Por qué las promesas no son rituales sociales

El monotropismo describe el perfil de atención autista. Los cerebros autistas no distribuyen la atención de forma amplia, sino que la concentran en unos pocos canales, pero muy intensos. Lo que entra en este túnel de atención se procesa con toda la capacidad disponible.

Una promesa que hace una persona autista entra en este túnel. No se registra como una convención social, sino como información vinculante que se integra en el modelo interno de la realidad. La promesa pasa a formar parte de la estructura de datos mediante la cual el cerebro predice el mundo.

Por eso, una promesa rota genera una señal de error masiva. No porque las personas autistas sean rencorosas. Sino porque una información que se clasificó como fiable resulta ser falsa. El cerebro tiene que actualizar todo su modelo sobre esa persona, y eso consume recursos neuronales considerables.

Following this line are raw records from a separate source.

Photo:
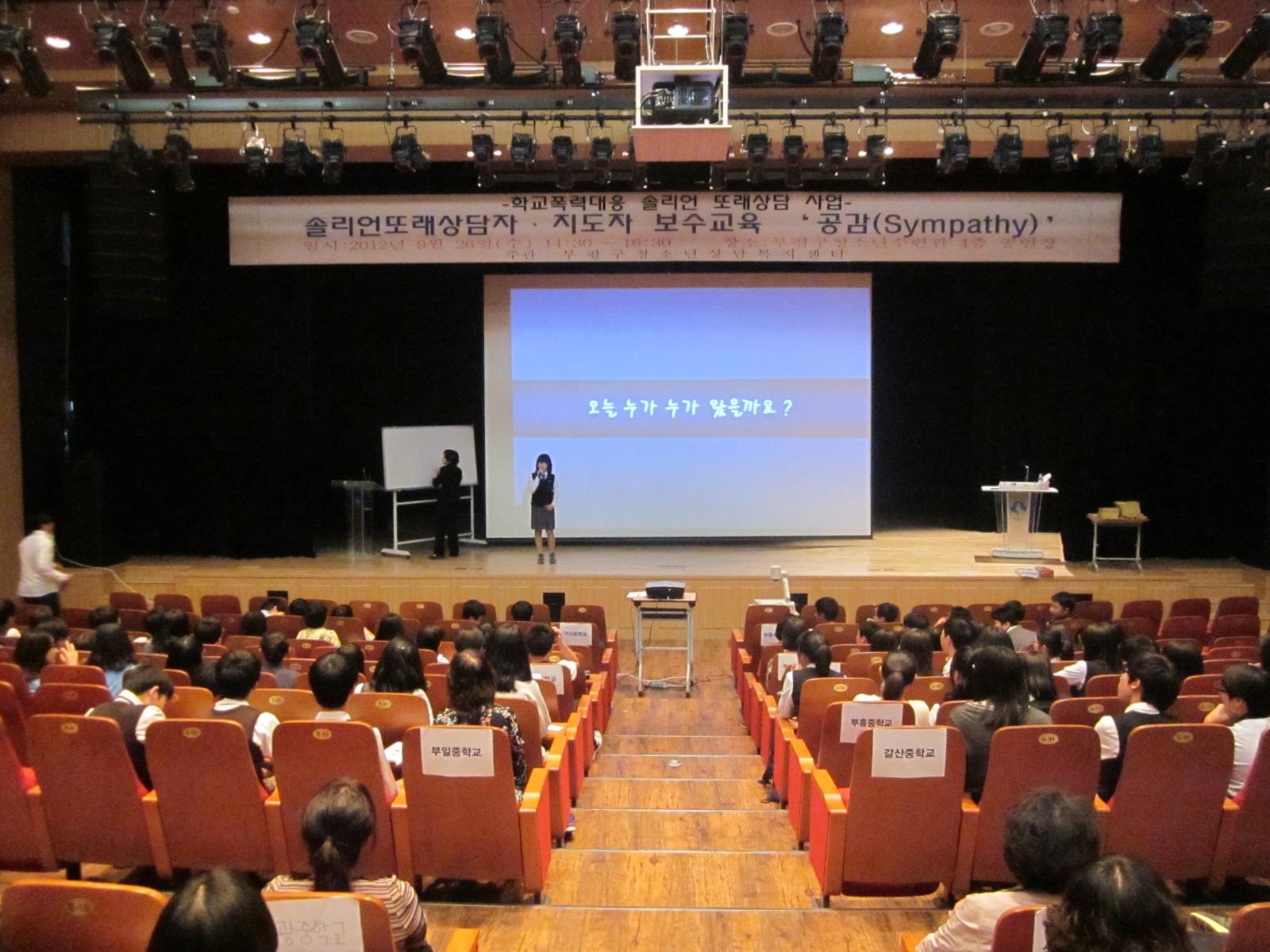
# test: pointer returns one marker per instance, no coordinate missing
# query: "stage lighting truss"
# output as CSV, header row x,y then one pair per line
x,y
1187,35
831,33
408,155
18,52
114,44
1251,48
940,41
1100,33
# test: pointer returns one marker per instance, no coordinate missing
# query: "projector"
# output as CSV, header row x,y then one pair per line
x,y
664,589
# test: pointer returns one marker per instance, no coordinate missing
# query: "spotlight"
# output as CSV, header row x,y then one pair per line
x,y
1251,48
419,48
492,46
408,156
317,46
831,33
737,31
18,50
1047,41
1007,155
163,44
256,152
209,41
568,38
956,152
114,44
624,29
1210,152
1185,35
177,156
939,44
1100,41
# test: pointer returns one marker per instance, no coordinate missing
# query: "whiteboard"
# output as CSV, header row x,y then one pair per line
x,y
412,454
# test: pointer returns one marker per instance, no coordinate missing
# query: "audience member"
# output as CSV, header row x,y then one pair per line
x,y
336,827
1149,687
473,702
999,692
214,912
1051,835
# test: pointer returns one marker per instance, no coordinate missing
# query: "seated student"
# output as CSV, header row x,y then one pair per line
x,y
1149,687
114,654
999,692
473,702
814,659
141,701
1051,835
332,679
336,827
1117,904
1246,710
213,912
508,657
237,674
1007,617
899,670
315,625
273,649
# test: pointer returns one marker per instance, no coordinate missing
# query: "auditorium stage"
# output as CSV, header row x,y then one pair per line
x,y
906,566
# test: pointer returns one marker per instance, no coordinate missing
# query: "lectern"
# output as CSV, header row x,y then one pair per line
x,y
1018,517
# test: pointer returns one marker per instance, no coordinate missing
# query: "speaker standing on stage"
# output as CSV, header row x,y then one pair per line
x,y
446,482
543,498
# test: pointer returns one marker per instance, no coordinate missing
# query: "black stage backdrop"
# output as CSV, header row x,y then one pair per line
x,y
214,405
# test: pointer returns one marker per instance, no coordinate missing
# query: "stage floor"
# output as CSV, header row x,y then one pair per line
x,y
906,566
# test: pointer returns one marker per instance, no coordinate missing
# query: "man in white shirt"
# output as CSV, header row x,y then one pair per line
x,y
41,579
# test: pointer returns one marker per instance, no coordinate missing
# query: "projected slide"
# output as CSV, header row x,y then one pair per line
x,y
690,406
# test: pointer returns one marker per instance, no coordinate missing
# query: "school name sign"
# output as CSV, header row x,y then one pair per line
x,y
675,226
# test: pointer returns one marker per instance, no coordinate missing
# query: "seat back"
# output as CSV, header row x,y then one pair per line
x,y
391,714
929,810
286,704
207,787
1193,763
105,917
1085,711
309,755
83,761
1022,759
444,841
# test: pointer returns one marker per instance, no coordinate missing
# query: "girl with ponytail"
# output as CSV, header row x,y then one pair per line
x,y
336,827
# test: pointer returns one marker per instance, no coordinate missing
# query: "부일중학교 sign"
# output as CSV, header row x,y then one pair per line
x,y
746,228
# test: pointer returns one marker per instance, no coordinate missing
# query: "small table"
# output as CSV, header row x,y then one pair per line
x,y
1118,524
653,608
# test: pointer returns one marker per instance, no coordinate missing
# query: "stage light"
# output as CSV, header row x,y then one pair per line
x,y
408,155
831,33
1047,41
492,46
1251,48
209,41
163,44
956,152
568,37
1210,152
177,155
317,44
114,44
939,44
1100,41
18,50
624,29
419,48
1185,35
737,31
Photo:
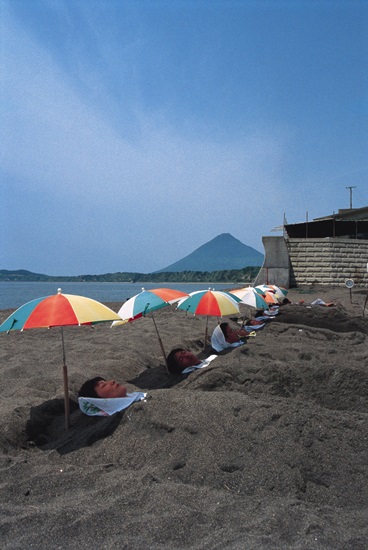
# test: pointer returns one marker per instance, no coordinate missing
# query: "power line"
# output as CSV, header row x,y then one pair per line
x,y
351,187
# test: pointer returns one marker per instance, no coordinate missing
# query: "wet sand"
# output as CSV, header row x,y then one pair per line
x,y
267,448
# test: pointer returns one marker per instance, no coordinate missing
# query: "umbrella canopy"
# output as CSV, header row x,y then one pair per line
x,y
146,302
249,296
214,303
279,291
59,310
268,294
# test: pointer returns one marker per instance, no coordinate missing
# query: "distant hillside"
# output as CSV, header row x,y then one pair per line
x,y
245,275
221,253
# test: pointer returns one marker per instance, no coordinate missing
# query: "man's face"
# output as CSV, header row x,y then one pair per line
x,y
109,388
186,359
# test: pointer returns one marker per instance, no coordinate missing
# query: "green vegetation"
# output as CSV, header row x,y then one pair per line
x,y
246,275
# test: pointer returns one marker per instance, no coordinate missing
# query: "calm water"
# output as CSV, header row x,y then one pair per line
x,y
14,294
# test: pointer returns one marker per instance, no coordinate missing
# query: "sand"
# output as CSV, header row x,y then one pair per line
x,y
267,448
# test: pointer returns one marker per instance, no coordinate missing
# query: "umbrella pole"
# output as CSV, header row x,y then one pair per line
x,y
160,342
206,334
66,385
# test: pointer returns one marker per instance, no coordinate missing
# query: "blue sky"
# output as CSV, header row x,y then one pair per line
x,y
133,132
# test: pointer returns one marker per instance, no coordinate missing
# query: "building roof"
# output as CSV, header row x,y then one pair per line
x,y
349,223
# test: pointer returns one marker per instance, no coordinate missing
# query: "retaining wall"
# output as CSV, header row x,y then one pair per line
x,y
328,261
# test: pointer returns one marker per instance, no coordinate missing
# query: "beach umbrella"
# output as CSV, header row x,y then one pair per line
x,y
146,302
249,296
279,291
212,303
59,310
267,293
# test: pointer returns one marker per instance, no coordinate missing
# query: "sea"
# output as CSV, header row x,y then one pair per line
x,y
15,294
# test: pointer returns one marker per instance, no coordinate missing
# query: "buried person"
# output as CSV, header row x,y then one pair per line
x,y
224,336
181,361
98,387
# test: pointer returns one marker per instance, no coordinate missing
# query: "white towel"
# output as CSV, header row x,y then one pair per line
x,y
204,363
106,407
218,341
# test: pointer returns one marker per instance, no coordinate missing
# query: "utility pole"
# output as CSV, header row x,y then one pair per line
x,y
351,187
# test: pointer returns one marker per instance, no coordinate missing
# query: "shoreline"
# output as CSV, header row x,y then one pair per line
x,y
269,443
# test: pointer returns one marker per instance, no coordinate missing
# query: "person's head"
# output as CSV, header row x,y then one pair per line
x,y
225,328
179,359
98,387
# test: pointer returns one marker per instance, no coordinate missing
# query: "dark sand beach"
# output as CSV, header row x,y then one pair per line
x,y
266,448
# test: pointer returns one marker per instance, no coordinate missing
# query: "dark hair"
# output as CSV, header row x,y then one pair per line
x,y
88,388
223,327
172,366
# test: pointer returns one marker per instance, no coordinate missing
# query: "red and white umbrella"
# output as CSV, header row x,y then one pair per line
x,y
59,310
214,303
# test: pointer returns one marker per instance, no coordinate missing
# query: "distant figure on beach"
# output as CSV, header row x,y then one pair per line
x,y
179,359
224,336
98,387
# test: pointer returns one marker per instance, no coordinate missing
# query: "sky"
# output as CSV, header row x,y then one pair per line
x,y
133,132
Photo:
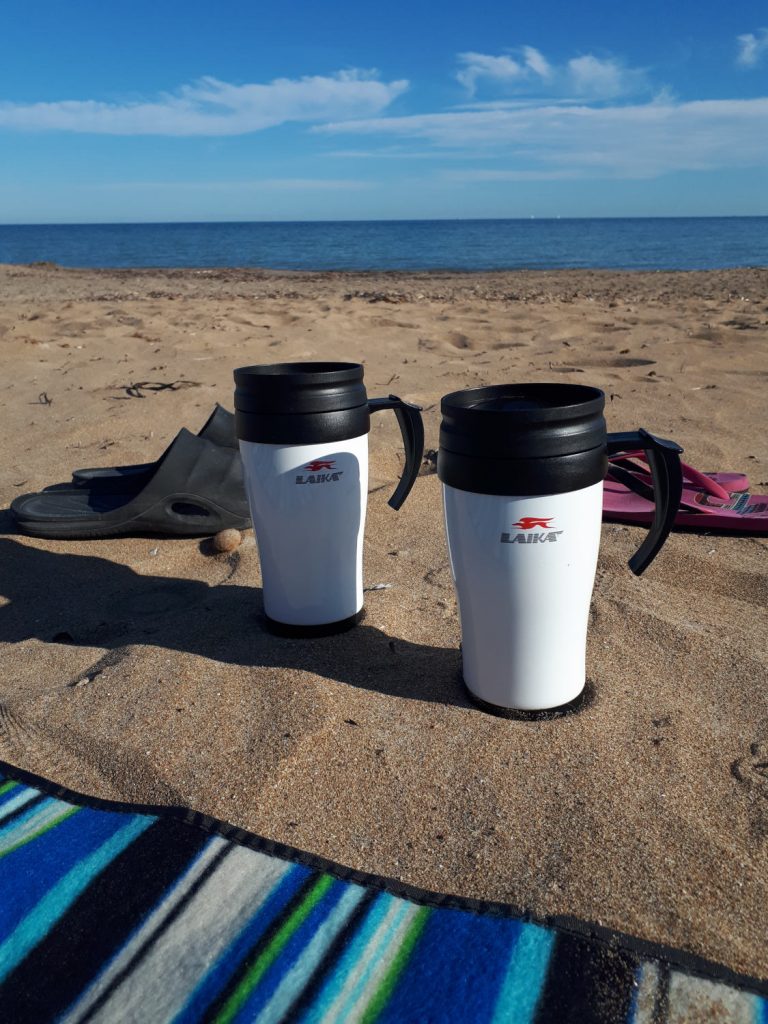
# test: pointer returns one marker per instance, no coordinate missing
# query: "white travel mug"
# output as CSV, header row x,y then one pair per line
x,y
522,468
303,438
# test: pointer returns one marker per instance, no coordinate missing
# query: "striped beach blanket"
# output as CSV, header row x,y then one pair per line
x,y
112,912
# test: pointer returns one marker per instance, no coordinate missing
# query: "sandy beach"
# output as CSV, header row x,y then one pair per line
x,y
138,669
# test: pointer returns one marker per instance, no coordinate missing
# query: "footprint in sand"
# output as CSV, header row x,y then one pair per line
x,y
459,340
752,771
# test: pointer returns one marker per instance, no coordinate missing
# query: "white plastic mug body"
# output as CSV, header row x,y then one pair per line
x,y
308,510
523,570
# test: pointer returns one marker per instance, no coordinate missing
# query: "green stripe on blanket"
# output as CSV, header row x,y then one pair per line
x,y
112,912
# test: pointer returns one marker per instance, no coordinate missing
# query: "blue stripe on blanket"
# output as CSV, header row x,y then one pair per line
x,y
151,914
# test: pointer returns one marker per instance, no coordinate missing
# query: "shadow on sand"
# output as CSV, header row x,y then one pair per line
x,y
90,601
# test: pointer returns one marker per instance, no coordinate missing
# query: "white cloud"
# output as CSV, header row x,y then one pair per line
x,y
630,141
584,77
537,62
477,66
210,107
752,48
589,76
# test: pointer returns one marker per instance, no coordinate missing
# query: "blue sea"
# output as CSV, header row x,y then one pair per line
x,y
632,244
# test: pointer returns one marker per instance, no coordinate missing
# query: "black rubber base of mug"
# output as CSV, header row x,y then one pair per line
x,y
547,714
307,632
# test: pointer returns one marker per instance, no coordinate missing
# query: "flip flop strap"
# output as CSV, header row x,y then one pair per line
x,y
689,473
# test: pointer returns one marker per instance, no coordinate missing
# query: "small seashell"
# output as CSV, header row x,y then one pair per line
x,y
226,540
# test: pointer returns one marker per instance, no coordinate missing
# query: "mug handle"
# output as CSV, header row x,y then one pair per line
x,y
664,459
412,428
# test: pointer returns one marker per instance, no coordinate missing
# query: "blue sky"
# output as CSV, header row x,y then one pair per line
x,y
192,111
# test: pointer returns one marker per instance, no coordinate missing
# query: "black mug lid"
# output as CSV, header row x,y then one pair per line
x,y
295,388
523,421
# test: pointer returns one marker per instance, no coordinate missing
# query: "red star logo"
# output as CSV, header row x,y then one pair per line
x,y
530,521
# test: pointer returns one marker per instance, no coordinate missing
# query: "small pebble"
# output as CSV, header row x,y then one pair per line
x,y
226,540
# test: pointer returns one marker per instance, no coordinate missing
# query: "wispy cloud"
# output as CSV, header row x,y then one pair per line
x,y
525,70
752,48
210,107
631,141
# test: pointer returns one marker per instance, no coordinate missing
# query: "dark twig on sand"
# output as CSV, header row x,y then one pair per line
x,y
134,390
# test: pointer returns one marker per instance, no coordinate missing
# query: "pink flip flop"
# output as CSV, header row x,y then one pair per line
x,y
725,483
699,508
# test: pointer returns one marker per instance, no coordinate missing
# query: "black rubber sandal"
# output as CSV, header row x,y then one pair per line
x,y
218,428
195,489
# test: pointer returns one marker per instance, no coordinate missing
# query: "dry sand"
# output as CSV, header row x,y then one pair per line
x,y
137,669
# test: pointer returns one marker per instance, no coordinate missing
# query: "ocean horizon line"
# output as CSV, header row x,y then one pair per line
x,y
387,220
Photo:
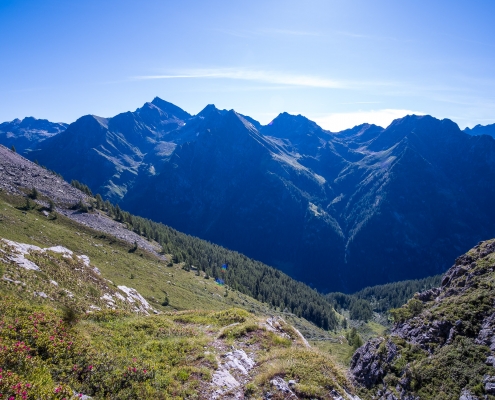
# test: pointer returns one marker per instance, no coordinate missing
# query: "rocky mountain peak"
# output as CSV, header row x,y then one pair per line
x,y
289,126
170,109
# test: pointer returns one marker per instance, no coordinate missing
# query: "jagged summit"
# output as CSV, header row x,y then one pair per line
x,y
170,108
340,210
27,133
291,126
481,130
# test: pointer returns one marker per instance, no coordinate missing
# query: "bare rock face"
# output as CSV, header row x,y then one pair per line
x,y
459,313
18,175
370,362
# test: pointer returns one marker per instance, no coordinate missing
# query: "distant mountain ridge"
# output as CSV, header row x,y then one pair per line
x,y
29,132
481,130
340,211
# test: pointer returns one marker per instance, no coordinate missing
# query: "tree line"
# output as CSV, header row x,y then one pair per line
x,y
243,274
380,298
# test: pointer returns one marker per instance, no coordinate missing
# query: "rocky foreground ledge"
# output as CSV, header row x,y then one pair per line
x,y
442,345
19,175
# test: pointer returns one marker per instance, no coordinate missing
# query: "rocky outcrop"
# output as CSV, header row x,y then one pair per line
x,y
435,326
371,361
19,175
340,211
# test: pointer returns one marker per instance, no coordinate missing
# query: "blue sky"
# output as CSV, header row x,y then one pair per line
x,y
338,62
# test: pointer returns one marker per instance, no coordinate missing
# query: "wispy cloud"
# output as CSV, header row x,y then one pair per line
x,y
271,77
340,121
287,32
244,33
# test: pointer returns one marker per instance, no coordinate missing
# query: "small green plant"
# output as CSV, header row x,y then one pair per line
x,y
29,204
51,205
133,248
33,194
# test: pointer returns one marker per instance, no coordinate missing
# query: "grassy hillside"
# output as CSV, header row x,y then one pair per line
x,y
69,329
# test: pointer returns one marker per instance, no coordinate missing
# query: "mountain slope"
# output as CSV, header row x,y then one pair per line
x,y
442,344
27,134
481,130
235,187
108,153
340,211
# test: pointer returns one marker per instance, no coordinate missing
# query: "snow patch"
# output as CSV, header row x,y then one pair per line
x,y
20,251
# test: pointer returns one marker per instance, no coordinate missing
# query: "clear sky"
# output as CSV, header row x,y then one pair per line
x,y
338,62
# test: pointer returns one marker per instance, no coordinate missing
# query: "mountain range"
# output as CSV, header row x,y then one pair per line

La frase "no quería decir eso" no es una disculpa en este contexto. Es una devaluación retrospectiva de una información que ya ha sido procesada. El cerebro autista se hace la pregunta lógica: ¿Por qué se dijo entonces?

Las decisiones como anclas neurológicas

El procesamiento predictivo (Predictive Coding) describe cómo funcionan los cerebros: generan constantemente predicciones sobre el mundo y las contrastan con los datos que reciben. Las discrepancias entre la predicción y la realidad generan "errores de predicción". Señales de error que consumen recursos neuronales.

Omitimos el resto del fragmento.